SYDNEY, April 7 (Reuters) - Australia's cotton industry is betting on a high quality crop this year to offset weaker demand amid the global recession and as China, the industry's main customer, cuts back its imports. Industry officials said on Monday that early indications from the harvest now underway showed high crop quality, in terms of fibre length, strength and fineness, so boosting marketability.



More than half the expected crop of 1.4 million bales has been pre-sold to customers, including mills in China, but new customers will need to be found in countries such as South Korea, Japan and Thailand for the remainder.

"Australian cotton is very saleable in China but there's been a significant cutback as mills haven't got the import quotas," said Campbell Ball, marketing manager at Queensland Cotton Ltd, a unit of Singapore's Olam International Ltd (OLAM.SI).

Last year mills in China took 75 percent of the Australian cotton crop of just 600,000 bales when drought reduced the amount water available for irrigation.

Textile mills in China have been urging Beijing to issue more quotas for imports but instead the state has been purchasing domestically grown cotton to support prices at a time of falling demand for the fibre.

Ball didn't foresee any difficulty selling the rest of the July 2008-June 2009 crop, which will be the best in four years.

"The quality of Australian cotton is well known, so it's not as if we have to labour the point," he said.

Improved water availability for irrigation following drought-breaking rain across the cotton belt in eastern Australia saw farmers plant 164,000 hectares in cotton in 2008/09 compared with just 63,000 hectares a year earlier.

Most farmers also locked in prices, up to three years in advance, which Ball said meant still attractive prices even though cotton prices in U.S. dollar terms had almost halved over the past year.

Bob Bell, chief executive of the country's largest cotton processor, Namoi Cotton Ltd (NAM.AX), said new varieties had produced high quality fibre sought for use in high-end fashion apparel.

"The quality coming through is fine, which reflects substantial advances in varieties," said Bell.
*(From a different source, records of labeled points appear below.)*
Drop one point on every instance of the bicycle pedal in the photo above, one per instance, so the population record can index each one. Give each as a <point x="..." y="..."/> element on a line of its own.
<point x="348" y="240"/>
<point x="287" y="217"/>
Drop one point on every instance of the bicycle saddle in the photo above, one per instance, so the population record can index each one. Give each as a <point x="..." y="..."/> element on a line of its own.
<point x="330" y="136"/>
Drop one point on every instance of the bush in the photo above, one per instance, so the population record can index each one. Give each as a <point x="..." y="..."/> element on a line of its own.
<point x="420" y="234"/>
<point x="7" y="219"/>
He said demand around the world was slow but had improved since the fourth quarter of last year.

"The thing that's critical for us is quality, as around the world, whilst supplies are adequate, the top end of the market is typically undersupplied," said Bell.

He said Namoi expected to concentrate its marketing effort in China in the second half of the year as it was likely more import quotas would be released as domestic supplies tightened because of state purchases.